O movimento busca fortalecer a identificação dele com o bolsonarismo e encerrar as dúvidas provocadas pela antiga defesa da candidatura do deputado federal Marcos Pollon ao Senado.

Azambuja esteve em Brasília (DF) na terça-feira, onde participou da gravação de material para a campanha eleitoral ao lado do senador Flávio Bolsonaro (PL-RJ), candidato à Presidência da República.

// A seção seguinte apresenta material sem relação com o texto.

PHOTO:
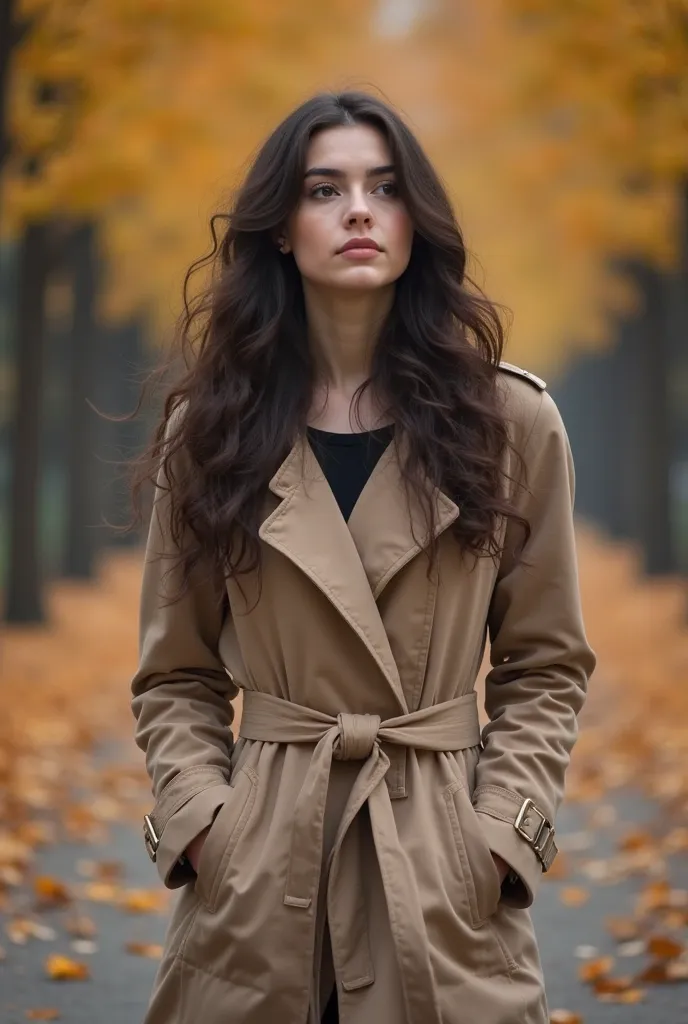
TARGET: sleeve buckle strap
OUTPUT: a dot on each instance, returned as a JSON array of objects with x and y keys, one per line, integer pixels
[
  {"x": 151, "y": 838},
  {"x": 543, "y": 839}
]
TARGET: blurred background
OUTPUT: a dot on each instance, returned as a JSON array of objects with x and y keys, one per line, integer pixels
[{"x": 561, "y": 131}]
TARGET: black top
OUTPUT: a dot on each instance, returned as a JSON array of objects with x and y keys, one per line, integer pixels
[{"x": 348, "y": 460}]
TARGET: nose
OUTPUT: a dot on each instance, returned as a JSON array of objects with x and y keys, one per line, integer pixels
[{"x": 358, "y": 213}]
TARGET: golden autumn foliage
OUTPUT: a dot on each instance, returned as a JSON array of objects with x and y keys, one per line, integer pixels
[
  {"x": 560, "y": 129},
  {"x": 633, "y": 733},
  {"x": 574, "y": 125}
]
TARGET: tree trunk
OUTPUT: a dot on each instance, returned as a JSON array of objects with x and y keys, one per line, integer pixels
[
  {"x": 6, "y": 42},
  {"x": 24, "y": 602},
  {"x": 655, "y": 494},
  {"x": 83, "y": 468},
  {"x": 125, "y": 364}
]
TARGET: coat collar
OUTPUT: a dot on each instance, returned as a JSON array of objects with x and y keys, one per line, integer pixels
[{"x": 351, "y": 563}]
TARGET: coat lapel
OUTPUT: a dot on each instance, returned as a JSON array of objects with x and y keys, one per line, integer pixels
[
  {"x": 387, "y": 529},
  {"x": 308, "y": 527},
  {"x": 351, "y": 563}
]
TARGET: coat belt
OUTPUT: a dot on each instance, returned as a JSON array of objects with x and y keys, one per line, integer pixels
[{"x": 453, "y": 725}]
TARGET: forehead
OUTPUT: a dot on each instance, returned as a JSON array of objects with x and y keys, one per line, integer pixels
[{"x": 349, "y": 147}]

O encontro reuniu cerca de 20 candidatos ao Senado e teve a participação de Michelle, que vai concorrer pelo partido a uma das duas vagas de senadora pelo Distrito Federal.

Durante a conversa, Michelle demonstrou apoio à composição definida pelo PL em Mato Grosso do Sul e afirmou que a escolha também agradou ao ex-presidente da República Jair Messias Bolsonaro (PL). “Estou feliz com a chapa de vocês. O Bolsonaro também ficou satisfeito pela escolha”, afirmou.

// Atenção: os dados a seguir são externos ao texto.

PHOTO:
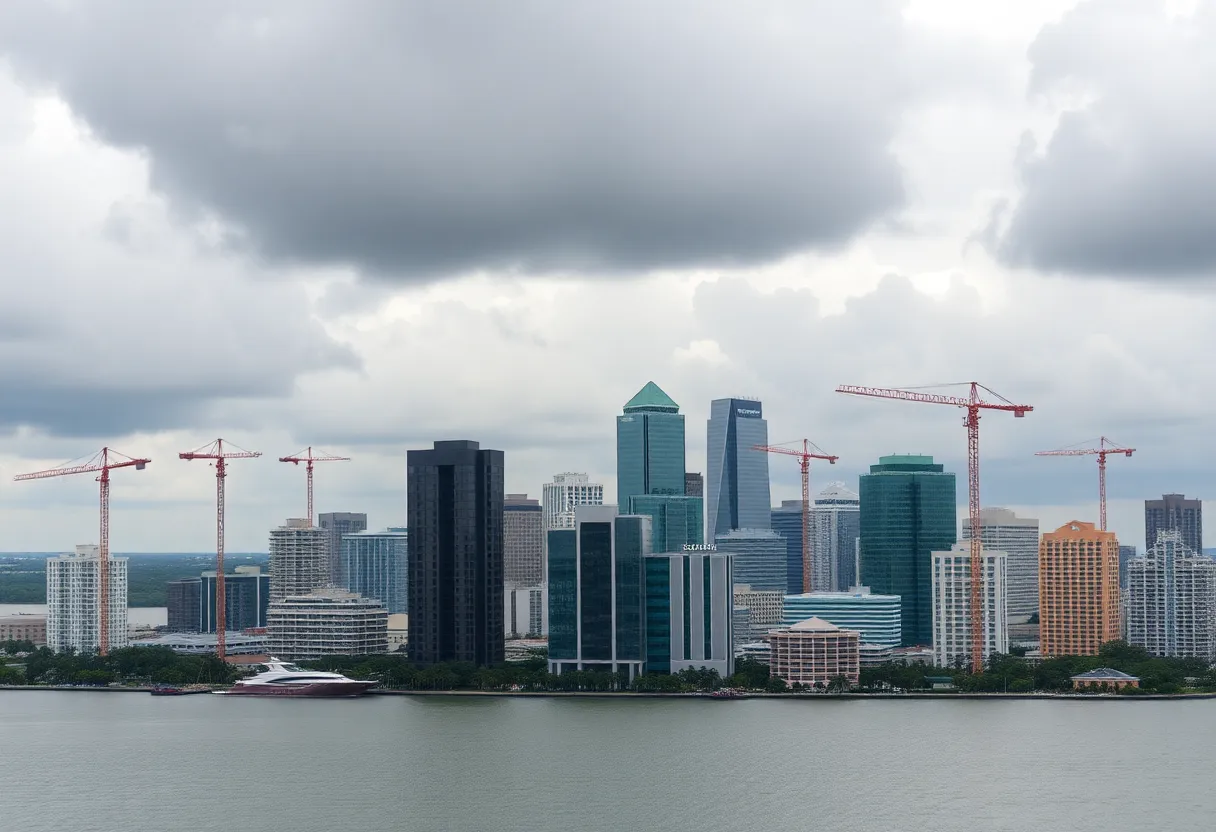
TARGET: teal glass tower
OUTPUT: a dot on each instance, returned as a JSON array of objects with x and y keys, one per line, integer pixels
[
  {"x": 907, "y": 512},
  {"x": 649, "y": 447}
]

Para Azambuja, a declaração ajuda a afastar qualquer dúvida sobre o posicionamento da família Bolsonaro em relação à disputa pelo Senado no Estado.

“A Michelle Bolsonaro me disse que torce pela nossa candidatura, pois entendeu que a nossa chapa é forte e tem plenas condições de ficar com as duas vagas ao Senado”, declarou.

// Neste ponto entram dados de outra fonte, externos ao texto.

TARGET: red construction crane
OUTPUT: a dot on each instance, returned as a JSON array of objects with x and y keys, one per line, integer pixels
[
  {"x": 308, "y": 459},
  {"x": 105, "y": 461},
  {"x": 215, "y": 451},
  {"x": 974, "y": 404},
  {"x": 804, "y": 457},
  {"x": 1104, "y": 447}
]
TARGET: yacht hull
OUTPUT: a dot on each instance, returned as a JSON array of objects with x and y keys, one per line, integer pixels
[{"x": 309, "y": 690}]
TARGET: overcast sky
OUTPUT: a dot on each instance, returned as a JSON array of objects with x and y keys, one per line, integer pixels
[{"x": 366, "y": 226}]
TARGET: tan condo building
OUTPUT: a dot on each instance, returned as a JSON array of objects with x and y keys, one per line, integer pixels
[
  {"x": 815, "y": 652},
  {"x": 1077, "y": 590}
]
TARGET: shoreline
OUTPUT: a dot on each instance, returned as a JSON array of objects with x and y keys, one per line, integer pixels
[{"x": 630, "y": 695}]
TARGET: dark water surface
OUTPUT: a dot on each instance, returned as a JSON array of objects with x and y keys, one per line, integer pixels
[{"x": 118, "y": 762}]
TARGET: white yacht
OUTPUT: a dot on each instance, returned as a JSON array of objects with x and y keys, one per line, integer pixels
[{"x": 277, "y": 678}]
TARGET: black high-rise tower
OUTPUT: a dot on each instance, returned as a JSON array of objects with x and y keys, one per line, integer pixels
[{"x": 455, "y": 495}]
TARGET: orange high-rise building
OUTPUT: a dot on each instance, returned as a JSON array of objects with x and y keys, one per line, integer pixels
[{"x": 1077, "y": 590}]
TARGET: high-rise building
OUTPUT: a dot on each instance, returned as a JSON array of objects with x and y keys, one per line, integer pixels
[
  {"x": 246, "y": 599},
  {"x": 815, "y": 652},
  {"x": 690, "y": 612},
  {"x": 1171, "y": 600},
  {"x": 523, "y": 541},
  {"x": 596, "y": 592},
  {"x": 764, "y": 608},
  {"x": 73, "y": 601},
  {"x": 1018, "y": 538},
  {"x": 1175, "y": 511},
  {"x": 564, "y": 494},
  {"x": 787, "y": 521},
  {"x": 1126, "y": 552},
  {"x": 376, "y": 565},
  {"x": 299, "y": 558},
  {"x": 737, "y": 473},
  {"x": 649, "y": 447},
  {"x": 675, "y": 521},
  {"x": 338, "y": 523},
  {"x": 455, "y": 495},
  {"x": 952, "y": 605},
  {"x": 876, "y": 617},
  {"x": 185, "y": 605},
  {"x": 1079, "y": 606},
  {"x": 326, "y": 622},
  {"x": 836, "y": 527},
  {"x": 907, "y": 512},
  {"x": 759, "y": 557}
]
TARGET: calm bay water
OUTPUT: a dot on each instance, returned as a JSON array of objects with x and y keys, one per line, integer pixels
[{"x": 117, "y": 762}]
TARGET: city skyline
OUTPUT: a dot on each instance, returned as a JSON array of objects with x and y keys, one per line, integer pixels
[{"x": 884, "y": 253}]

O ex-governador também afirmou que a disputa interna envolvendo os nomes que representariam o partido na eleição está encerrada. “As duas candidaturas do PL ao Senado em Mato Grosso do Sul já estão pacificadas”, disse.

A presença de Azambuja ao lado de Michelle ocorre em um momento em que o ex-governador procura ampliar sua inserção entre os eleitores mais identificados com Jair Bolsonaro.

Embora tenha construído sua trajetória política principalmente no PSDB antes de ingressar no PL, Azambuja agora busca reforçar os vínculos com as principais lideranças nacionais da legenda e com o eleitorado conservador.

O discurso adotado pelo candidato também procura aproximá-lo da retórica utilizada pelo grupo político de Bolsonaro. Em Brasília, Azambuja colocou o enfrentamento ao PT como elemento de união entre as diferentes alas do partido.

“Todo mundo unido para enfrentar o nosso adversário em comum, que é o PT. Esse partido está destruindo o Brasil”, afirmou.

A estratégia ganha importância especialmente porque Capitão Contar e Marcos Pollon têm histórico de identificação direta com o bolsonarismo em Mato Grosso do Sul.

Ao aparecer ao lado de Michelle e Flávio Bolsonaro e receber o aval da ex-primeira-dama do Brasil, Azambuja busca consolidar sua presença nesse mesmo segmento do eleitorado.

Afinal, estar ao lado de Michelle oferece a Azambuja um ativo adicional na tentativa de conquistar o eleitorado mais fiel ao ex-presidente Jair Bolsonaro e, ao mesmo tempo, permite ao PL apresentar uma imagem de unidade depois de meses de disputa sobre quem representaria o grupo na corrida pelas duas vagas de Mato Grosso do Sul no Senado.

O encontro em Brasília também serviu para reforçar a tentativa de pacificação das divergências envolvendo integrantes da família Bolsonaro, pois Michelle relatou a Azambuja que o desentendimento com Flávio foi superado e que o grupo pretende concentrar esforços na eleição presidencial e na ampliação da bancada aliada no Senado.

A gravação realizada na Capital Federal integra essa estratégia, já que o material produzido com Flávio, Michelle e os candidatos ao Senado poderá ser utilizado tanto pela campanha presidencial quanto nas propagandas estaduais.